The U.S. military has ordered preparations for an insurgency war by the Sunni minority still loyal to former Iraqi
President Saddam Hussein.
U.S. forces have sustained nearly daily casualties in attacks around
several Sunni Muslim-populated cities. Military officials said the attacks
appear to be the work of elite troops, such as those from the Special
Republican Guards, who fled the battlefield during the war.
"The war has not ended," Lt. Gen.
David McKiernan said. "Decisive combat
operations against military formations have ended. These operations happened
in a combat zone and it is war."
Many of the attackers have been identified as Palestinians and Syrians
who were hired by Saddam in February to fight the United States. In
contrast, Shi'ite populated centers have not seen strikes on U.S. forces, Middle East Newsline reported.
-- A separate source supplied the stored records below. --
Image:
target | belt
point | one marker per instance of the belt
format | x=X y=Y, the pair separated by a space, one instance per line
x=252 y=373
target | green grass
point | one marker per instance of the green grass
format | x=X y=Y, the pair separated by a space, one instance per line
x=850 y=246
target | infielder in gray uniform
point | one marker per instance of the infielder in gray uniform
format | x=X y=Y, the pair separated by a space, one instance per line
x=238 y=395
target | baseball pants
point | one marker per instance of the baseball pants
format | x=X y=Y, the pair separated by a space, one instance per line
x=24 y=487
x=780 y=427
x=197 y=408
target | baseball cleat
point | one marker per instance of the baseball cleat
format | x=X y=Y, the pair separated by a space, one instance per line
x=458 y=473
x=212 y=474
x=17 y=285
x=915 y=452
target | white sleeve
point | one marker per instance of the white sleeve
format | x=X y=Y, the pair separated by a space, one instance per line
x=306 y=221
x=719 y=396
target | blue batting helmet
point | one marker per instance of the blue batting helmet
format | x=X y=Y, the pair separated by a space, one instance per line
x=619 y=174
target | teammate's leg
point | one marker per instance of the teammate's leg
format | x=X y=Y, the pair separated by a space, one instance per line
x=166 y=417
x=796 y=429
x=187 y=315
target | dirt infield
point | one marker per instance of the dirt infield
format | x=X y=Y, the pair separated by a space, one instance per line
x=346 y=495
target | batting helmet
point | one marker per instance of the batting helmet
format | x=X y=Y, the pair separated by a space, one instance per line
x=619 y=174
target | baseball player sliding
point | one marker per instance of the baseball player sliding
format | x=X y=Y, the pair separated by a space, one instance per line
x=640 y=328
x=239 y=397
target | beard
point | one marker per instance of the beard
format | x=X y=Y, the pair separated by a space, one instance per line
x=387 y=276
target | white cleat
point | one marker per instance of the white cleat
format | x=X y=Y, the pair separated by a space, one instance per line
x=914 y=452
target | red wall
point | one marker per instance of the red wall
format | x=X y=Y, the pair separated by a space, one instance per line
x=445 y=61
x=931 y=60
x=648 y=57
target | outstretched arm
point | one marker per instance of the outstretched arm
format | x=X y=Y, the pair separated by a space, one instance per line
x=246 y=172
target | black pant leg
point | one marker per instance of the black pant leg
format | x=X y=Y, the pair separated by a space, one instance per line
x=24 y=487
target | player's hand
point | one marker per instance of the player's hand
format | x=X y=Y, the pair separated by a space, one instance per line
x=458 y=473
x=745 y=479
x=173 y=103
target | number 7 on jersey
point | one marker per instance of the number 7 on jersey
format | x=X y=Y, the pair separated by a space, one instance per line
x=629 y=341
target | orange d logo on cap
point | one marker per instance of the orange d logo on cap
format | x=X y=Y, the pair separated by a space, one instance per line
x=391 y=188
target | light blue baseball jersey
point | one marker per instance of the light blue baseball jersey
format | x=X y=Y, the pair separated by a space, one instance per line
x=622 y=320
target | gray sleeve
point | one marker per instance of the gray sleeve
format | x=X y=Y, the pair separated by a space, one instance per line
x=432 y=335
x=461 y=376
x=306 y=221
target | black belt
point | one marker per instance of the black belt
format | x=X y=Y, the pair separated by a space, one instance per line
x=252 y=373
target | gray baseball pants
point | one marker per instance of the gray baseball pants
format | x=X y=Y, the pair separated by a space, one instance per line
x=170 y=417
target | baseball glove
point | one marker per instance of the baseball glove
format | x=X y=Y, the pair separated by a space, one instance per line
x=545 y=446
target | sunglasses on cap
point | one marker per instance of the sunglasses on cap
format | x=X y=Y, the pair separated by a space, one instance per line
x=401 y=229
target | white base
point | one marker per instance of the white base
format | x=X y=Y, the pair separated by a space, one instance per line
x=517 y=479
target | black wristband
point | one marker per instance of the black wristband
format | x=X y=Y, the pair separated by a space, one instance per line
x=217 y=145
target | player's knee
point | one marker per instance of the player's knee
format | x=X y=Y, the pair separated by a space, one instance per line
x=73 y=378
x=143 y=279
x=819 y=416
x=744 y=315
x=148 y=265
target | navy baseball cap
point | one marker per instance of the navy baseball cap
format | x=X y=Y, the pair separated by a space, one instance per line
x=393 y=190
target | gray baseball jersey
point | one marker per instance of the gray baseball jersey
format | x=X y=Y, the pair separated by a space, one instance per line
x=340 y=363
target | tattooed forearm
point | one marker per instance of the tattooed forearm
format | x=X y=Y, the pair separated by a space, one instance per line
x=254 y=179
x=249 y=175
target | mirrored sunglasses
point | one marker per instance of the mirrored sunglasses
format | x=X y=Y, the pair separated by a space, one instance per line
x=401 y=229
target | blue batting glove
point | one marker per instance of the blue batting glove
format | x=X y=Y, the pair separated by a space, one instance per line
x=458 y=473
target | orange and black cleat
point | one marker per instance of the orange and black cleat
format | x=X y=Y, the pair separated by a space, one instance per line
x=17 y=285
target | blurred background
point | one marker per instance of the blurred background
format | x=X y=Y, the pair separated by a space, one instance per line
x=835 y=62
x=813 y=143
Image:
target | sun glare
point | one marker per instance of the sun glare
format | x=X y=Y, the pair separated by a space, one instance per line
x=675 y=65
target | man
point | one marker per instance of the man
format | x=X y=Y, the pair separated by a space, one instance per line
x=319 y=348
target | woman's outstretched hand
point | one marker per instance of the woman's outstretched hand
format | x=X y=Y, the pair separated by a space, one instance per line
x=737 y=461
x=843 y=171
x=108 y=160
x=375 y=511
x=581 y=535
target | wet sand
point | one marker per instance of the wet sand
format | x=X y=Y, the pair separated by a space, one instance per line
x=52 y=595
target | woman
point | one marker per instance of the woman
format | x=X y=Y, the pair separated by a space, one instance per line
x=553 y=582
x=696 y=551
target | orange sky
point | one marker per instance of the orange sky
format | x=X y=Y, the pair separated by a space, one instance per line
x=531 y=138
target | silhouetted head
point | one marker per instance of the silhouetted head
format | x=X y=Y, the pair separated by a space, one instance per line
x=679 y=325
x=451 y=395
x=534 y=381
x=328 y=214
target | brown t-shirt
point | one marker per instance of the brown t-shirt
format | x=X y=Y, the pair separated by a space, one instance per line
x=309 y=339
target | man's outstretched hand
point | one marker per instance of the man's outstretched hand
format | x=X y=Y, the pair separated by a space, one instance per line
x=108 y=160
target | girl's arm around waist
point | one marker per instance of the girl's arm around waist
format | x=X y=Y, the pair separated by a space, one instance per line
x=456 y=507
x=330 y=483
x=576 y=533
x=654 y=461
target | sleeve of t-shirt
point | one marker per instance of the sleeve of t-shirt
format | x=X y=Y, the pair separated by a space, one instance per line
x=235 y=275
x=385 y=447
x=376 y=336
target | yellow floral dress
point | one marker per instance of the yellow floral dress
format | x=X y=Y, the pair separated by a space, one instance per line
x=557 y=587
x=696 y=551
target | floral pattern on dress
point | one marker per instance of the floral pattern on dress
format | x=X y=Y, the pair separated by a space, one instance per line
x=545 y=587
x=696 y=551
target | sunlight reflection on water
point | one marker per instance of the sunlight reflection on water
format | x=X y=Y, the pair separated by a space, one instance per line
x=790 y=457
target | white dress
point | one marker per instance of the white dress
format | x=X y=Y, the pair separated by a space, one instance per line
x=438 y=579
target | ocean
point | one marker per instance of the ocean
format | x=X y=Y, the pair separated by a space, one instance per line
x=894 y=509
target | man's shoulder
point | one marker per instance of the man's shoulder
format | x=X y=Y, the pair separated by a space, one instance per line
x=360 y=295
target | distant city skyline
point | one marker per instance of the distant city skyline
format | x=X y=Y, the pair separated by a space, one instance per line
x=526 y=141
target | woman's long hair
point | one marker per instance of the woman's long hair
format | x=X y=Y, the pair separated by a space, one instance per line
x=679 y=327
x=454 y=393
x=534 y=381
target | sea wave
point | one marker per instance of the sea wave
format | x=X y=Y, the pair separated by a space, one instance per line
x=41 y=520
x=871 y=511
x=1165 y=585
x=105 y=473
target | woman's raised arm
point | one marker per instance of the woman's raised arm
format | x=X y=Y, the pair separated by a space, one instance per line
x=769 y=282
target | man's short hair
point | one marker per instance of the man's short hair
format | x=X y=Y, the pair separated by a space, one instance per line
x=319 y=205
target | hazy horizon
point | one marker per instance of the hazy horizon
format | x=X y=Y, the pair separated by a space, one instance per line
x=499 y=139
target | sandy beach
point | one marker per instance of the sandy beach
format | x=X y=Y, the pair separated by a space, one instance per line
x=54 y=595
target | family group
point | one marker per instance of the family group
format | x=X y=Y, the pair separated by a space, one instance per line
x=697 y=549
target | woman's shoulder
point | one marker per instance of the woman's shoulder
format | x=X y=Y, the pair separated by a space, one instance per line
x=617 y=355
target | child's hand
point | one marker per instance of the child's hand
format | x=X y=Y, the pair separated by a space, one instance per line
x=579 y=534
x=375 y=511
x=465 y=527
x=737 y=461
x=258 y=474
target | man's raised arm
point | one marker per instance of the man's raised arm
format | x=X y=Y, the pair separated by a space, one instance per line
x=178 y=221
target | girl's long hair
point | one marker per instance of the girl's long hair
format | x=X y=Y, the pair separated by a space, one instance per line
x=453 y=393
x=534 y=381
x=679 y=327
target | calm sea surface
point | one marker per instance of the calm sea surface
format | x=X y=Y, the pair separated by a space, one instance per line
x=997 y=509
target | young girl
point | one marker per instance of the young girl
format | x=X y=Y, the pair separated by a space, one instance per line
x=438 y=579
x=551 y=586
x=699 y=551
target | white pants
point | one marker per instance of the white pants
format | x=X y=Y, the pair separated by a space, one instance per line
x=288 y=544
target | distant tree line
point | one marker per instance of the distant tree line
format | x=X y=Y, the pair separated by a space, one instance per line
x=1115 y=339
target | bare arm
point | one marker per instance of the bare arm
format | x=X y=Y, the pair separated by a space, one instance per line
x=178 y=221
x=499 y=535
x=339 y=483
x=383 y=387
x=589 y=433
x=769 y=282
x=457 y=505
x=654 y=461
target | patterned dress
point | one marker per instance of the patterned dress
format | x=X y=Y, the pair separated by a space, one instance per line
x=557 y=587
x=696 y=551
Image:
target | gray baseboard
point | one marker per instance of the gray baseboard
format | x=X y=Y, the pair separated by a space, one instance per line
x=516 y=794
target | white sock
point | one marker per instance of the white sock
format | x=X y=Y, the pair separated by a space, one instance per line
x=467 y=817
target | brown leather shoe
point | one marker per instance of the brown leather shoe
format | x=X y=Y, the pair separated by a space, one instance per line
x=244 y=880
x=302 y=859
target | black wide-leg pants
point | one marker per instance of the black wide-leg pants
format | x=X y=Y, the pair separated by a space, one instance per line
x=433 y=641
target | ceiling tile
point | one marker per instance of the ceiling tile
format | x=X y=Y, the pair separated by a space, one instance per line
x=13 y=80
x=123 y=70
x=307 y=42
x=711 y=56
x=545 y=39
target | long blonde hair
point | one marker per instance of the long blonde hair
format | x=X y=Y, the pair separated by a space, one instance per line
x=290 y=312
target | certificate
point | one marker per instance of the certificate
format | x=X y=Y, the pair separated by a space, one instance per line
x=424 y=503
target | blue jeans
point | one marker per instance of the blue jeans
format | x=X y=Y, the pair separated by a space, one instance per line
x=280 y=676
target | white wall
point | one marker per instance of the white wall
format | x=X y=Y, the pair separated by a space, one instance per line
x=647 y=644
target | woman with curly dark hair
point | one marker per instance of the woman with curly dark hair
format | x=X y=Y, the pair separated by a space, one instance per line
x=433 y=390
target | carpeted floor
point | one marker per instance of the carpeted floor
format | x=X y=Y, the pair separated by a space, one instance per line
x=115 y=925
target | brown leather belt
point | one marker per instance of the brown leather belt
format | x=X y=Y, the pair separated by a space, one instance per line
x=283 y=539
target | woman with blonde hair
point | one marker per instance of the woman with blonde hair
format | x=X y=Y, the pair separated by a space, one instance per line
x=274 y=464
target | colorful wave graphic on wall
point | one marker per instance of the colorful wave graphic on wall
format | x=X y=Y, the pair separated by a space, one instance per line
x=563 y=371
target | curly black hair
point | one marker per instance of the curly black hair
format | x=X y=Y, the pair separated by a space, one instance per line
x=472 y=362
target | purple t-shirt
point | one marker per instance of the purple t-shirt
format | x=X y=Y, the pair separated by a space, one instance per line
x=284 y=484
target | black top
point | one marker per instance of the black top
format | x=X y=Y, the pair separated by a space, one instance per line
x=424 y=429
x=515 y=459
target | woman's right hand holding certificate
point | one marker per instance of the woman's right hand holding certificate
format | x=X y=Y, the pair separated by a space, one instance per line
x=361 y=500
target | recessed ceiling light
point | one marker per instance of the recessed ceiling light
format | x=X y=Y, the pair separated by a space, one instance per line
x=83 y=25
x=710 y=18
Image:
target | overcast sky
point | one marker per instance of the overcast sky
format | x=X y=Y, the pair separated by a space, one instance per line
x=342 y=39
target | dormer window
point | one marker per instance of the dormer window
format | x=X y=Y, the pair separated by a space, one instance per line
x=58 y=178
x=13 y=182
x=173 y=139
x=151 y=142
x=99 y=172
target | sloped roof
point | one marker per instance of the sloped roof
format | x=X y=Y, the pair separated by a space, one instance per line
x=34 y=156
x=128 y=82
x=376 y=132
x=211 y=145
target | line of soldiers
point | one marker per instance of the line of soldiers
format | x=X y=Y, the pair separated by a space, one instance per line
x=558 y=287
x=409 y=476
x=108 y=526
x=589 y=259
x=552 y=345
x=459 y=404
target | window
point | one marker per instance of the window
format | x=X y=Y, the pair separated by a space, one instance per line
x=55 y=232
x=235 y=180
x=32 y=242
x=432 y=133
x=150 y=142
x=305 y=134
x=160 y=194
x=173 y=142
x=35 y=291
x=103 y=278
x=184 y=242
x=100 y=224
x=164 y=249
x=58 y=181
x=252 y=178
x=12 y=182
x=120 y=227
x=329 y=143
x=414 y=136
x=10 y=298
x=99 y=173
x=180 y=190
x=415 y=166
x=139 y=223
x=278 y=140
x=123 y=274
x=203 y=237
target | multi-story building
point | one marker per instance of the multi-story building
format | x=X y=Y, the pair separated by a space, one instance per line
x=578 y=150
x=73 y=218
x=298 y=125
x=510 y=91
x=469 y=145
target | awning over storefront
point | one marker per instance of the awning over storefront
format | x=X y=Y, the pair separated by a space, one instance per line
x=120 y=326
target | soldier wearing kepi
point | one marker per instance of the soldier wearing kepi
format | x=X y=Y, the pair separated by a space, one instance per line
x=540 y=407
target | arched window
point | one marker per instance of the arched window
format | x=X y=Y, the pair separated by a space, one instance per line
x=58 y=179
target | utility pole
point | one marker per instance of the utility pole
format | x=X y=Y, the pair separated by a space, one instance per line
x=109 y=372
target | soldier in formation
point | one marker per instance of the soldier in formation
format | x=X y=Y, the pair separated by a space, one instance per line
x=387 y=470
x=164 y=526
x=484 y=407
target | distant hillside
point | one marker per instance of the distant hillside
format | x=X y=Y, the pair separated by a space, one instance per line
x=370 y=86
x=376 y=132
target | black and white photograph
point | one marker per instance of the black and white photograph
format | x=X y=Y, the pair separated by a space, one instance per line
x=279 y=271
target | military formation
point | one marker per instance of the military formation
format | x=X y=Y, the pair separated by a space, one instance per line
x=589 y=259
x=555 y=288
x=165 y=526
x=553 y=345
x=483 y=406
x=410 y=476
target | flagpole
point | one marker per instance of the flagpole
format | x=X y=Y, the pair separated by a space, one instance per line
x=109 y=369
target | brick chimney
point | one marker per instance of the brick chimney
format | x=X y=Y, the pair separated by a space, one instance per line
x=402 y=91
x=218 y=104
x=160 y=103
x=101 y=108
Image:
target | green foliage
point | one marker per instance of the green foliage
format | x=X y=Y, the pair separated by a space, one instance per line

Officials said the United States has helped establish a pro-secular
government in Karbala.
Officials said the attacks on U.S. troops stem from two sources.
The first is from Saddam loyalists, particularly the Fedayeen Saddam
militia, many of whom escaped capture during the war.
The other threat, he said, is from up to 100,000 inmates freed by Saddam
on the eve of the war. The result has been attacks on ground-based U.S.
troops as well as American planes that land in airports in Baghdad and
Mosul.
U.S. officials said most lethal strikes have been in
western Iraq, particularly in the Sunni-populated towns of Faluja, Hit and
Ramadi.
"If you have 20,000 or 30,000 former members of the secret police Ñ
torturers, war criminals Ñ those people are still around," Deputy Defense
Secretary Paul Wolfowitz said. "They're making trouble. They attack armed
American convoys every day. So you can imagine what they do to unarmed
Iraqis who may support us."
On Saturday, six attacks were reported on U.S. forces in Iraq. In
Baghdad, the U.S. Army's 1st Armored Division detained 60 Iraqis and seizing
45 weapons, including 10 rocket-propelled grenades, in a search operation.
"I see it being orchestrated by enemies whose future has gone," Lt. Gen.
David McKiernan, the head of coalition ground forces, said. "They were part
of Saddam Hussein's regime, they were tied to him."
McKiernan said the Sunni cities in western Iraq were being led in an
insurrection fomented by Baath Party leaders who fled Baghdad during the war
in April. The general did not identify the leadership of the insurgency.
The general said the United States is examining a proposal to deploy
tens of thousands of troops from the 3rd Infantry Division to western Iraq.
About 145,000 combat troops are already in Iraq and the number is expected
to
increase to 163,000 over the next few weeks.
The tour of the 3rd Infantry Division has been extended until August for
additional missions, officials said. They said the division was relieved of
its responsibility for Baghdad last week.
"We are looking at all options to include sending additional combat
power there."
Officials said the insurgency in Iraq could be connected to the capture
of Baath Party regional leaders. The U.S. military has outlawed the
once-ruling party of the Saddam regime.
"There is probably a certain element of these who don't want the
coalition to succeed and who don't want Iraqis to form a free, democratic
government," McKiernan said. "They don't have much of a future and they
might be part of the elements that we're encountering."